Indian J Pediatr. 2004 Jan;71(1):89-96
Abdel-Haq NM, Asmar BI.
Division of Infectious Diseases, Children's Hospital of Michigan, Detroit Medical Center, Department of Pediatrics, School of Medicine, Wayne State University, Detroit, Michigan 48201, USA. email@example.com
Human herpes virus-6 was first reported in 1986 and is the sixth member of the herpes virus family.
HHV-6 consists of two closely related variants HHV-6A and HHV-6B.
The majority of infections occur in healthy infants with most infections caused by HHV-6B.
The virus preferentially infects CD4+T-lymphocytes and the surface marker CD46 acts as a co-receptor.

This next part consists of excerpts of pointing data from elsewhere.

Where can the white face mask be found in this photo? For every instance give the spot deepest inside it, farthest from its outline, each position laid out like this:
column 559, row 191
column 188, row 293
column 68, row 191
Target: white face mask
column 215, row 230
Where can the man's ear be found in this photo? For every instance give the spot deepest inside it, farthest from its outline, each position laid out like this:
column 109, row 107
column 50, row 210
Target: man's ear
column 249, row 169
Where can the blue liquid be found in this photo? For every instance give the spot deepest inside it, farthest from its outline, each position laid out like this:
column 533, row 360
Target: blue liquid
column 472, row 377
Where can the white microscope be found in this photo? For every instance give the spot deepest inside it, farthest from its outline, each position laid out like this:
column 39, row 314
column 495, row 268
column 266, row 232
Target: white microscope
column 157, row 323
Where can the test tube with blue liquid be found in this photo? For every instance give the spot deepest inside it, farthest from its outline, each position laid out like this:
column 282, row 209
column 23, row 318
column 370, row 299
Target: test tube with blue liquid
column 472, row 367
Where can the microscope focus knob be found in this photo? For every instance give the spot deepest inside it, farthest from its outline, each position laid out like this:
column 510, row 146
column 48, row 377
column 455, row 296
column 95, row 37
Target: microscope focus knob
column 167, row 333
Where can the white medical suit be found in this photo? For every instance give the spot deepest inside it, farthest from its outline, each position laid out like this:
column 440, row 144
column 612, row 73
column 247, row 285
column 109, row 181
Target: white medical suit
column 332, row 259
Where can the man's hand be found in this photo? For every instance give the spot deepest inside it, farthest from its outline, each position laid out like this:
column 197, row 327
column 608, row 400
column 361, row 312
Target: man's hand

Infection is followed by persistence and latency in different cells and organs including monocytes/macrophages, salivary glands, the brain and the kidneys.
In this article we will discuss the clinical manifestations of HHV-6 infection in healthy children and the syndromes associated with HHV-6 reactivation in immunocompromised patients.
Evidence of association between HHV-6 infection and different clinical entities such as multiple sclerosis, malignancy, infectious momononucleosis, drug hypersensitivity syndromes and skin eruptions is discussed.
Published data on the use and efficacy of antiviral agents in complicated infections and infections in immunocompromised patients is presented.